Prince Valerian, too, created much amusement. He had always retained that insatiable desire for knowledge, which he had displayed on his first day at Wolfsgarten; but Weidmann was as indefatigable in his answers as the Prince in his questions.

Teaching had acquired a new impressiveness for Roland. He was a member of society. He heard questions answered which he himself had not proposed, and, when he subsequently asked these same questions of himself, the replies sank into his heart more deeply than the answers to his own inquiries used to do. Weidmann's teachings were always clear and definite. They fixed attention on the subject exclusively, never on the teacher, insomuch, that Weidmann's own worth was often quite overlooked.

A stream so clear that its bed is plainly visible frequently appears shallower than it really is; and so it was with Weidmann. He was not brilliant; but he had genuine common sense.
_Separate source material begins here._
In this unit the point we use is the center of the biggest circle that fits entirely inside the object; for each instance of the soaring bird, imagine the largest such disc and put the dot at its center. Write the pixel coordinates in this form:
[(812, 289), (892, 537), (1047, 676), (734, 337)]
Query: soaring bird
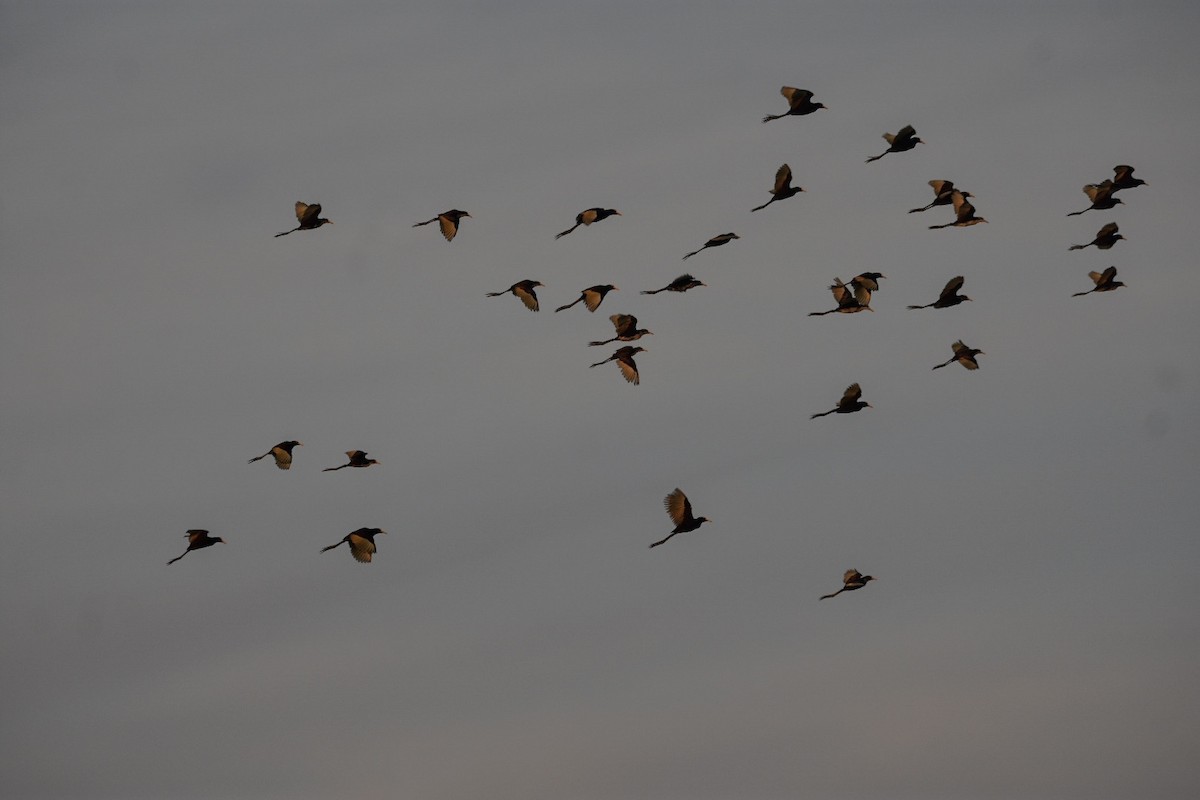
[(361, 543), (949, 295), (1105, 238), (964, 212), (964, 355), (625, 326), (358, 458), (682, 283), (849, 403), (799, 102), (523, 290), (624, 359), (588, 217), (592, 296), (715, 241), (448, 221), (850, 300), (904, 139), (679, 510), (309, 216), (282, 453), (943, 194), (1104, 282), (1101, 194), (783, 188), (852, 579), (1122, 178), (197, 540)]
There was always unusual excitement at Mattenheim when a letter arrived from Dr. Fritz; and Weidmann said openly, that, since storms were abroad in the world, he trusted that the tempest which had broken over America might clear the air in Europe.

Encouraged by this remark, Knopf related how it had been represented to Louis XIII. that he could never convert savage nations, and bring them into the church, without first enslaving them: now, however, he said, the heathen were brought into the church, but the little matter of freeing them afterwards was forgotten.

Frau Weidmann deprecated this sort of discussion before Roland, but comforted herself with the thought that her husband must have some deliberate purpose in it all.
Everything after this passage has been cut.